2002年の桜花賞単勝1番人気はシャイニンルビー。前走でクイーンカップを制している。2番人気はオースミコスモ。前走のチューリップ賞は2着。前年2001年の阪神ジュベナイルフィリーズでは3着に入っていた。3番人気はサクセスビューティ。前走のフィリーズレビューを勝っての参戦だった。

レースはサクセスビューティがハナに立ち、ヘルスウォールは2番手から。その直後にアローキャリーが続く。オースミコスモはその直後、シャイニンルビーは中団からのレースとなった。

直線に入って、アローキャリーがサクセスビューティ、ヘルスウォールを交わして先頭に。人気のシャイニンルビー、オースミコスモもその差を詰めて上がっていく。しかし先頭に立ったアローキャリーが粘りを見せる。後続の追撃を振り切って先頭でゴールを駆け抜けた。2着に入ったブルーリッジリバーとの差は1馬身1/4。シャイニンルビーは3着、オースミコスモは11着、サクセスビューティは16着にそれぞれ敗れた。

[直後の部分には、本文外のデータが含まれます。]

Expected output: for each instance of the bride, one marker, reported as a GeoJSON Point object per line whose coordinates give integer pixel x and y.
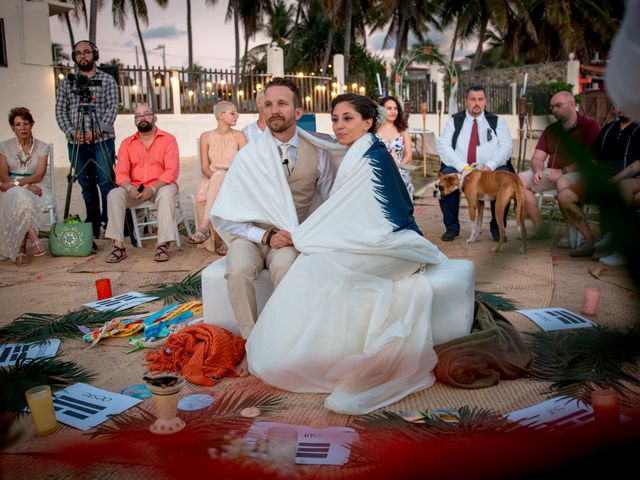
{"type": "Point", "coordinates": [351, 317]}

勝ったアローキャリーは道営・ホッカイドウ競馬の出身。道営時代の2001年ににJRA・札幌の2歳500万下を勝つなど、早くから芝コースへの適性の高さは認められていた。JRAに移籍後はその2001年の阪神ジュベナイルフィリーズで2着。この時もハナを切って、最後まで粘り込んでの2着だった。自らのペースで先行した時には実に図太い粘りを見せるのが特徴の馬である。その特徴をフルに発揮しての桜花賞制覇となった。

鞍上の池添謙一はアローキャリーの上で何度もガッツポーズを見せる。池添にとってもこれが嬉しいG1初制覇。涙を流しながらインタビューに答える姿が忘れられない。単勝13番人気の人気薄の馬を勝利に導いたことも含めて、記憶に残る桜花賞となったことだろう。